November 30, 2023 08:18
The Korea Meteorological Administration is scrabbling for new names for typhoons after certain monikers such as Megi (catfish) and Noru (roe deer) were thrown out by the World Meteorological Organization last July.
Typhoon names are rotated among a total of 140 submitted by 14 meteorological offices worldwide. But if a typhoon causes tragic devastation it is no longer recycled to spare sensibilities. Megi and Noru caused a total of 226 casualties in the Philippines last year, leading to their removal from the list.
The criteria for a typhoon name are surprisingly stringent. It must be in Korean, easily pronounceable and memorable for people from other countries. It should not cause confusion with other meteorological information, evoke specific regions or groups, or have a negative or overly strong connotations, given the potential for significant human and property damage caused by typhoons.

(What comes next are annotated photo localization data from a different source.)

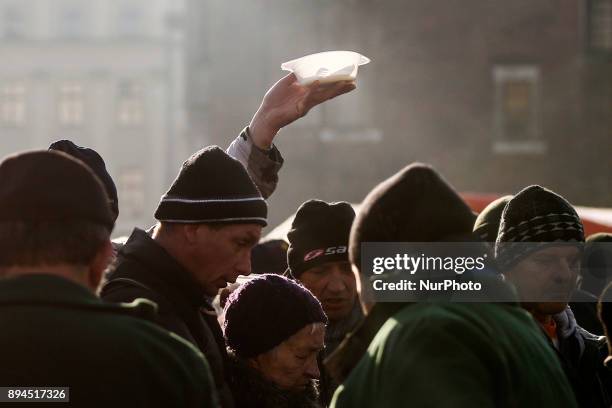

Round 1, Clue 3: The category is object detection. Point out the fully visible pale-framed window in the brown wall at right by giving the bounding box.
[493,65,545,153]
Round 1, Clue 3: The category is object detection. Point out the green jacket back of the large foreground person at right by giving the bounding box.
[331,303,576,408]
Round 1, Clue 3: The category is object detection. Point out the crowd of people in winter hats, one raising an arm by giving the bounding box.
[0,74,612,408]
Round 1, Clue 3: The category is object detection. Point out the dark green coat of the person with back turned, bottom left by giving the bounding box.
[0,275,217,408]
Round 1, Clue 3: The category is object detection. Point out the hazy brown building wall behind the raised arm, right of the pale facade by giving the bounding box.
[185,0,612,230]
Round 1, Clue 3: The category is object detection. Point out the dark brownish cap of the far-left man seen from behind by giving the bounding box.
[0,150,115,231]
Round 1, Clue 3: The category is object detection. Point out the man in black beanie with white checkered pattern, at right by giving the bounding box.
[495,185,612,408]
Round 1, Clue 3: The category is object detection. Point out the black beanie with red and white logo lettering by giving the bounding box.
[287,200,355,278]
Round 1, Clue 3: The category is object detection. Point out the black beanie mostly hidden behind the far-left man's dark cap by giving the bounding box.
[49,140,119,221]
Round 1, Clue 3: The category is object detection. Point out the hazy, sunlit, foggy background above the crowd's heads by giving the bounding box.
[0,0,612,235]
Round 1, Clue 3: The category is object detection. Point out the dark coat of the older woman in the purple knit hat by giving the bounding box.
[228,356,322,408]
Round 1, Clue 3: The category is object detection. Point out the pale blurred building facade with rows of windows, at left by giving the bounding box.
[0,0,186,235]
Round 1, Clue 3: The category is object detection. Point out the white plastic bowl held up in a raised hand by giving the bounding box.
[281,51,370,85]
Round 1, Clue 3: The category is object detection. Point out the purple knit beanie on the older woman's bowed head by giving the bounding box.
[223,274,327,359]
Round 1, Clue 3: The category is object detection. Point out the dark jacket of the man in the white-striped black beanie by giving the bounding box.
[100,229,233,408]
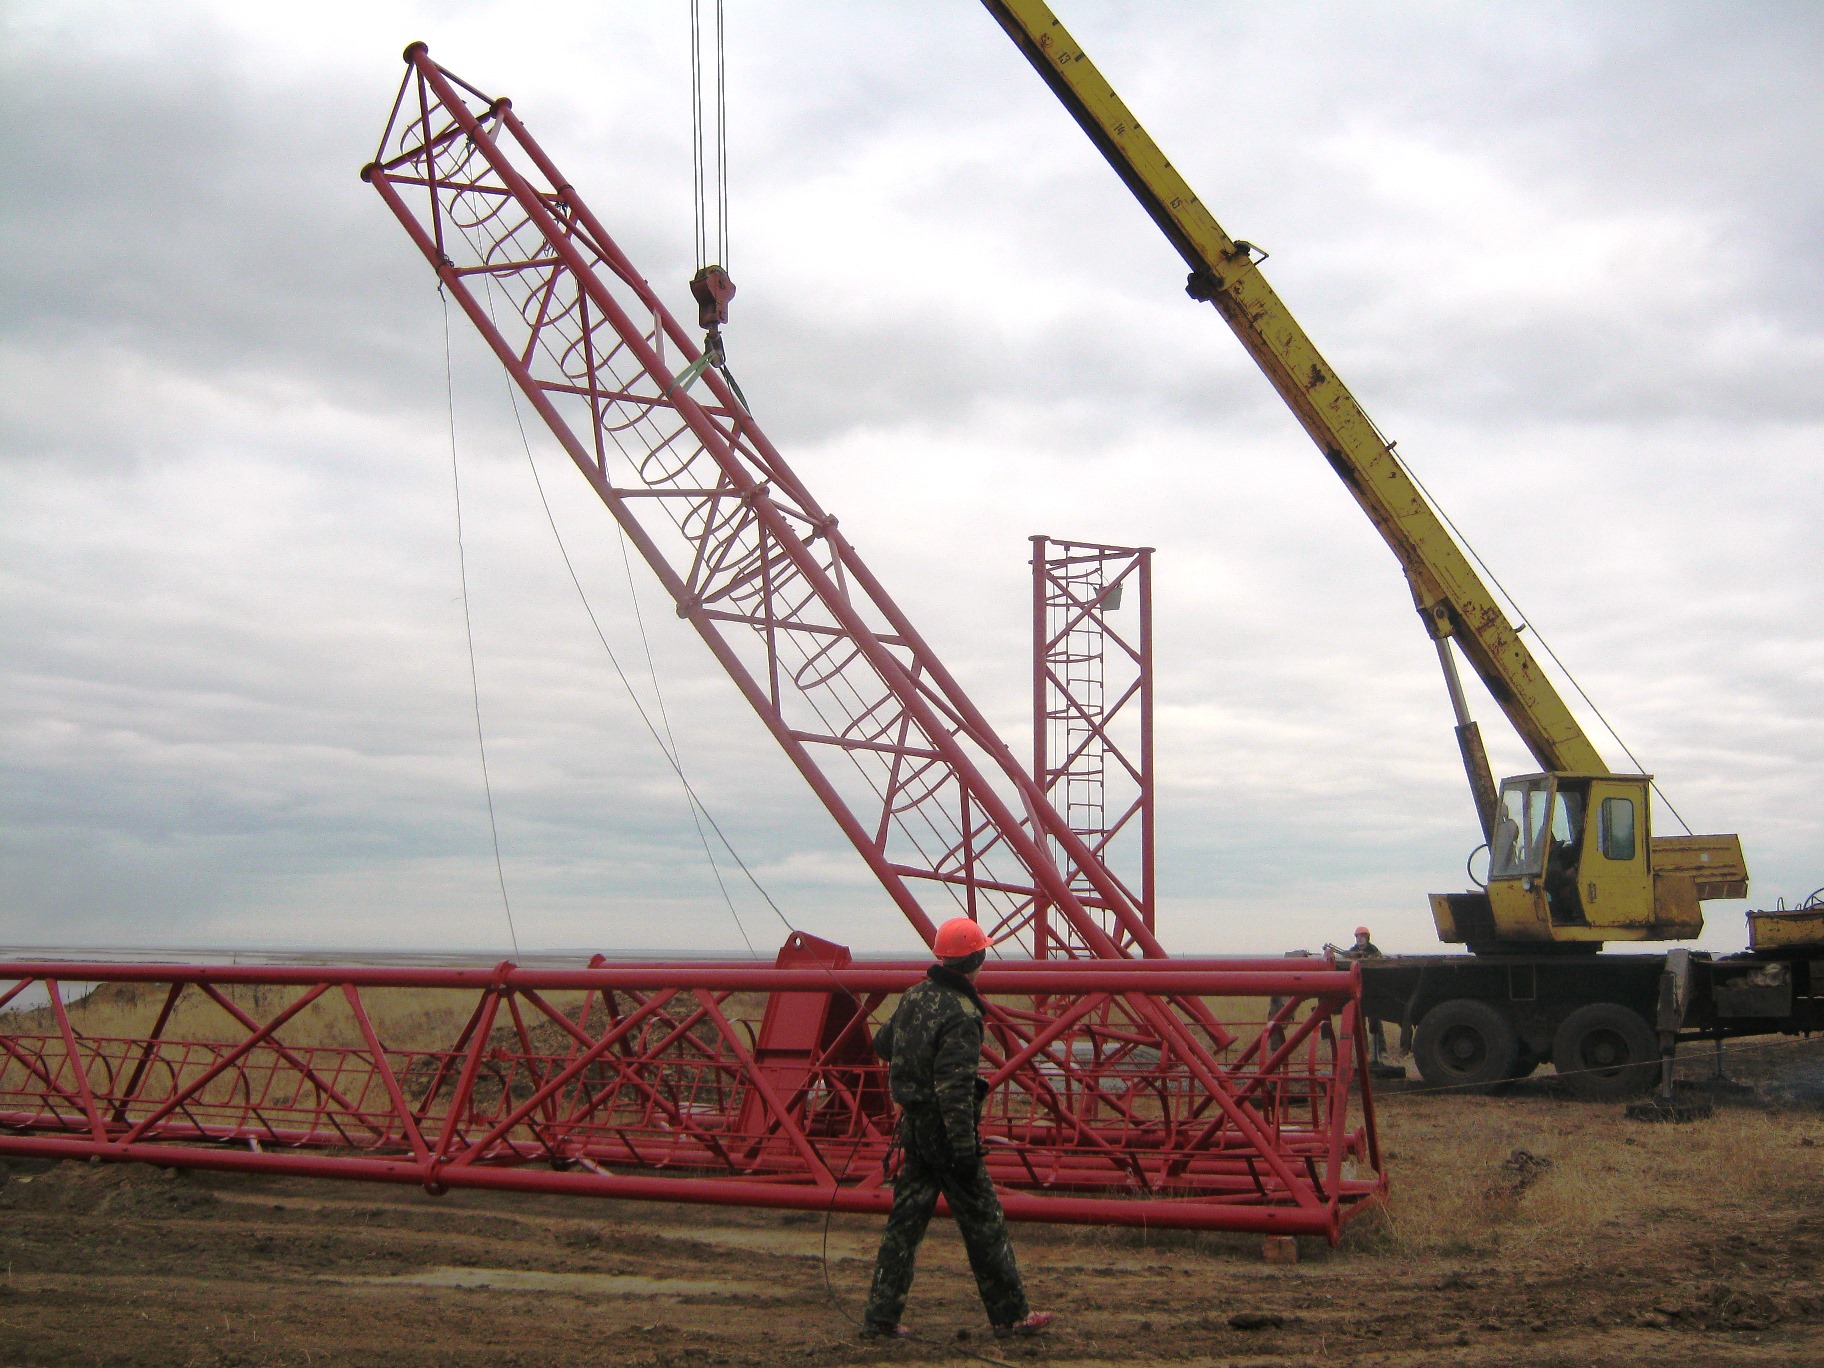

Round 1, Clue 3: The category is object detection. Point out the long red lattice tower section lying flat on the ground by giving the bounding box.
[0,936,1384,1240]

The KMA appealed for suggestions from the public in July and 412 suggestions came in that were then vetted with the help of the National Institute of the Korean Language. A shortlist of 10 candidates will be whittled down to six by Dec. 31.
The WMO, consisting of forecasters from 14 countries, will then conduct a final round of voting to select the top two.
"It is widely believed in the international community that typhoons tend to live up to their names," a KMA official claimed, and expressed the hope that typhoons with Korean names will pass without causing major accidents.